El primer consenso crítico de la hasta el momento descafeinada edición del Festival de Málaga 2017 llegó con la película ‘No sé decir adiós’, ópera prima de Lino Escalera, coautor también del guión junto a Pablo Remón, quien le ayudó a desarrollar esta historia en torno al shock que supone afrontar la muerte de un padre.

Dos hijas. Carla (Nathalie Poza), cocainómana y apartada de su familia, recibe la trágica noticia desde la negación. Incapaz de aceptar el pronóstico de una muerte inminente de su padre por cáncer, no dudará en huir con él en búsqueda desesperada de una solución médica. Su actitud confronta con la de su hermana (Lola Dueñas), más consciente de la situación y partidaria de un cuidado paliativo tratando de minimizar el sufrimiento.

La nitidez de su puesta en escena acompaña a una narración sobria, totalmente alejada de la estridencia dramática a la que se podía prestar y sin renunciar a momentos cómicos, siempre desde la sutileza. Más allá de la tragedia evidente, epicentro de la trama, el interés del filme recae en el complejo retrato psicológico de Carla, una mujer dura y devastada a su vez, que se nos presenta como adicta al alcohol y las drogas, en búsqueda de sexo efímero para escapar de la soledad de su apartamento. En ningún momento se nos explica el porqué de su tormento. Tal vez no exista un motivo.

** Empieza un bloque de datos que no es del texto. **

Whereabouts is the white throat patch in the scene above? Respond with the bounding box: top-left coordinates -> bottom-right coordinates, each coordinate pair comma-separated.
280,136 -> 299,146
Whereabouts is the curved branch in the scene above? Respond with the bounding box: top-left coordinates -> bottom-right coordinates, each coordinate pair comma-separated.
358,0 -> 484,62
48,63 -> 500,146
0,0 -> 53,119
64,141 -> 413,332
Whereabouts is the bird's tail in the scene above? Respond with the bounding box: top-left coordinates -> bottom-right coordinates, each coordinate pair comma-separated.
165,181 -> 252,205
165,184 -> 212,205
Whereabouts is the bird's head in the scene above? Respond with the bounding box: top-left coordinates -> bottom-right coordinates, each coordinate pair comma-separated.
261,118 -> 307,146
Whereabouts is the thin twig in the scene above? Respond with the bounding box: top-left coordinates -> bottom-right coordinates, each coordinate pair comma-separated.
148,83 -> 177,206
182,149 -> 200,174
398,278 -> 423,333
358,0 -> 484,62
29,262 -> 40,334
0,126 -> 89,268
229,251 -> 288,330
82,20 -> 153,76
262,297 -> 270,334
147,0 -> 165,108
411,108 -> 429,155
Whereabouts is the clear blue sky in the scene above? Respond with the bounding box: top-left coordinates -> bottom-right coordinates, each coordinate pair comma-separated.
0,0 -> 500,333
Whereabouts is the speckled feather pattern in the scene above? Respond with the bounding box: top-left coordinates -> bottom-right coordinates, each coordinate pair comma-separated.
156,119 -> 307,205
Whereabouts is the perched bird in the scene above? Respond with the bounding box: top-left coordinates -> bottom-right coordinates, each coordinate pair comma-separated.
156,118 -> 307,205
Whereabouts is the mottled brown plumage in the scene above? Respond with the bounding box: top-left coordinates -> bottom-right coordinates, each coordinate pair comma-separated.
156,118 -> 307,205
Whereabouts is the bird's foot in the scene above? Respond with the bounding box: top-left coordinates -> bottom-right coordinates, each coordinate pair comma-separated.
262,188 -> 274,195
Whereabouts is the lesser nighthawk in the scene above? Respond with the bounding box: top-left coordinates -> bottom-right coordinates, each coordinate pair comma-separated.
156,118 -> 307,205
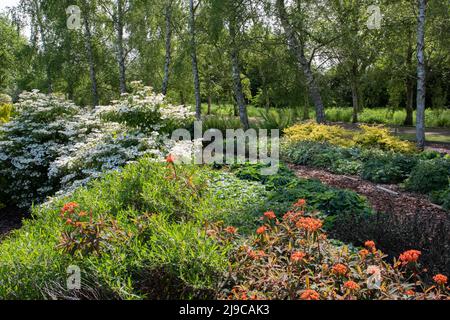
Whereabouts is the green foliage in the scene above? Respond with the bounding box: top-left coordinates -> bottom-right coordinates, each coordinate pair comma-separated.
284,122 -> 416,153
258,109 -> 296,131
326,108 -> 450,128
0,159 -> 236,299
361,152 -> 418,184
214,200 -> 449,300
405,159 -> 450,193
233,164 -> 371,227
0,103 -> 13,124
203,116 -> 242,135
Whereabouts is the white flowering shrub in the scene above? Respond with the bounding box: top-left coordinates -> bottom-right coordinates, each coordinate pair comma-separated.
97,81 -> 195,134
0,86 -> 192,207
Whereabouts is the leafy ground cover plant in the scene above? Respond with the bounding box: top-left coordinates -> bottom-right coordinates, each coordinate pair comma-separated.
216,199 -> 449,300
231,164 -> 373,228
0,159 -> 243,299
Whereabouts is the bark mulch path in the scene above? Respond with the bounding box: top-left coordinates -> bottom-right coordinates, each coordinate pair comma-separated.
290,165 -> 449,220
290,165 -> 450,275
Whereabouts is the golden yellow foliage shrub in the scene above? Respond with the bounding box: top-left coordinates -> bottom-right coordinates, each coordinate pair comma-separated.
284,121 -> 355,147
284,121 -> 416,153
353,125 -> 416,153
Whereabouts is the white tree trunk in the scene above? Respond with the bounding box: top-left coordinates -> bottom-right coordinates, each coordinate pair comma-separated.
416,0 -> 427,150
189,0 -> 202,120
277,0 -> 325,123
162,2 -> 172,95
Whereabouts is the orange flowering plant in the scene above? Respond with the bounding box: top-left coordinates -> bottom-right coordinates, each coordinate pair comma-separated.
58,202 -> 122,255
214,200 -> 450,300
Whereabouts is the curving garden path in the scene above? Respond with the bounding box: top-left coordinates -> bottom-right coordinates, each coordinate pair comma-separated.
289,165 -> 450,273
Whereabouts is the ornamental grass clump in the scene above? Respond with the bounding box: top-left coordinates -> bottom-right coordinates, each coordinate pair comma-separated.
213,200 -> 450,300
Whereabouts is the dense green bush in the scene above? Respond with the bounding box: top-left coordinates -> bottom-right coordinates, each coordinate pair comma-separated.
232,164 -> 372,227
0,159 -> 259,299
405,159 -> 450,193
97,81 -> 194,134
361,152 -> 417,184
0,90 -> 165,208
214,199 -> 449,300
0,102 -> 13,124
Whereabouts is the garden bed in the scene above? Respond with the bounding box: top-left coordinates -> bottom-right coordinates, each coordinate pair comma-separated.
290,165 -> 450,272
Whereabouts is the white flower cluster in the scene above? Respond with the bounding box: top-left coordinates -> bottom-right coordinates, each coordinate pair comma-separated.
0,87 -> 191,207
95,81 -> 195,133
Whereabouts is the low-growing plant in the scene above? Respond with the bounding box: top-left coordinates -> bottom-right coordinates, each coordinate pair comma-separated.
216,200 -> 450,300
361,151 -> 417,184
284,121 -> 354,147
405,159 -> 450,193
0,159 -> 236,299
0,103 -> 13,124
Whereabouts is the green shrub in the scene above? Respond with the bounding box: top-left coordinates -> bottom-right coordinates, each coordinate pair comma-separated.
215,200 -> 449,300
431,187 -> 450,210
230,164 -> 372,227
0,159 -> 239,299
203,116 -> 242,136
258,109 -> 296,131
405,159 -> 450,193
361,152 -> 417,184
0,103 -> 13,124
325,108 -> 353,122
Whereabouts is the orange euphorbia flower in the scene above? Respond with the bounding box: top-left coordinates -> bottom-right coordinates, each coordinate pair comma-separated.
433,274 -> 448,286
61,202 -> 79,214
248,250 -> 266,260
364,241 -> 376,250
405,290 -> 416,296
294,199 -> 306,208
331,263 -> 348,276
300,290 -> 320,300
225,227 -> 237,234
297,218 -> 323,232
283,211 -> 302,223
400,250 -> 422,265
166,154 -> 175,163
291,252 -> 306,262
264,211 -> 277,220
344,281 -> 360,291
359,249 -> 370,259
256,226 -> 267,234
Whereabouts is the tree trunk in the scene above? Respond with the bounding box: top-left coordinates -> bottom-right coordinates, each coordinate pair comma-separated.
351,64 -> 359,123
277,0 -> 325,123
404,29 -> 414,126
230,18 -> 250,130
162,1 -> 172,95
84,17 -> 99,107
208,94 -> 212,116
416,0 -> 427,150
34,1 -> 53,93
114,0 -> 127,93
189,0 -> 202,120
404,78 -> 414,126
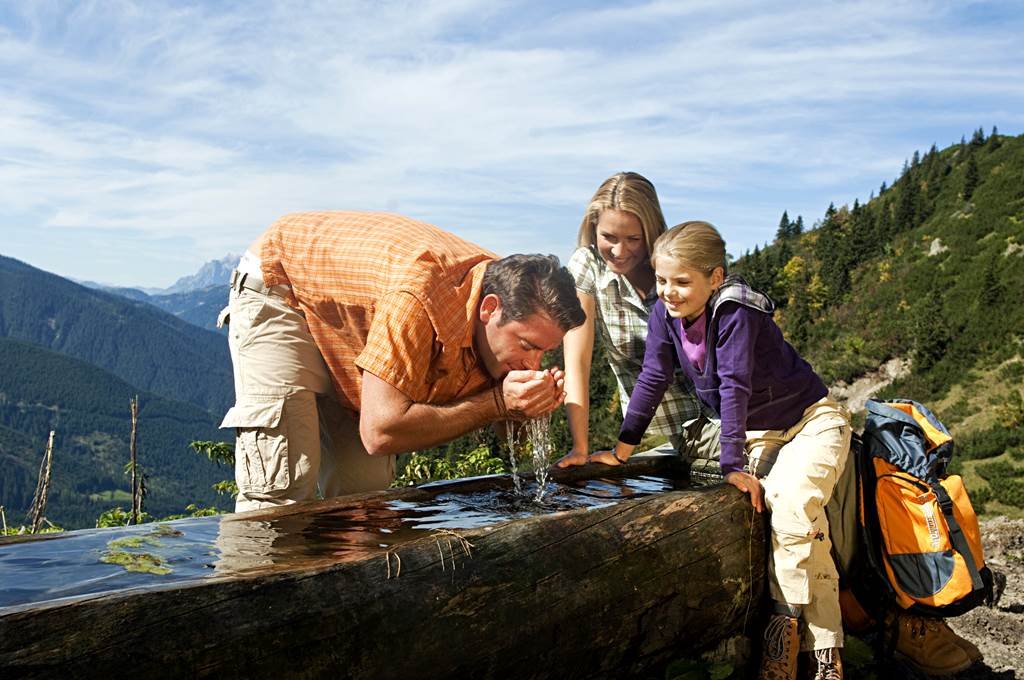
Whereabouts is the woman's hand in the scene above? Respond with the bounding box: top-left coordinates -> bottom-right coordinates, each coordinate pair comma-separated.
725,470 -> 765,512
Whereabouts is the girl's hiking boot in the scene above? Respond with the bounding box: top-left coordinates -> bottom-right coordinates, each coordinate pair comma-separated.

Su incapacidad emocional le hace reaccionar con ataques de furia ante situaciones adversas -a destacar su reacción ante el médico o la magnífica secuencia final-. Gran parte de su carácter, como su dificultad para expresar sus sentimientos, parece herencia de su propio padre, quien ocultó los efectos de su enfermedad hasta el último momento. En contraste a esa frialdad aparente encontramos a su hermana Blanca, con una eficaz Lola Dueñas en un personaje que nos recuerda demasiado a la Sole de Volver, tanto en su actitud como en alguna línea de diálogo.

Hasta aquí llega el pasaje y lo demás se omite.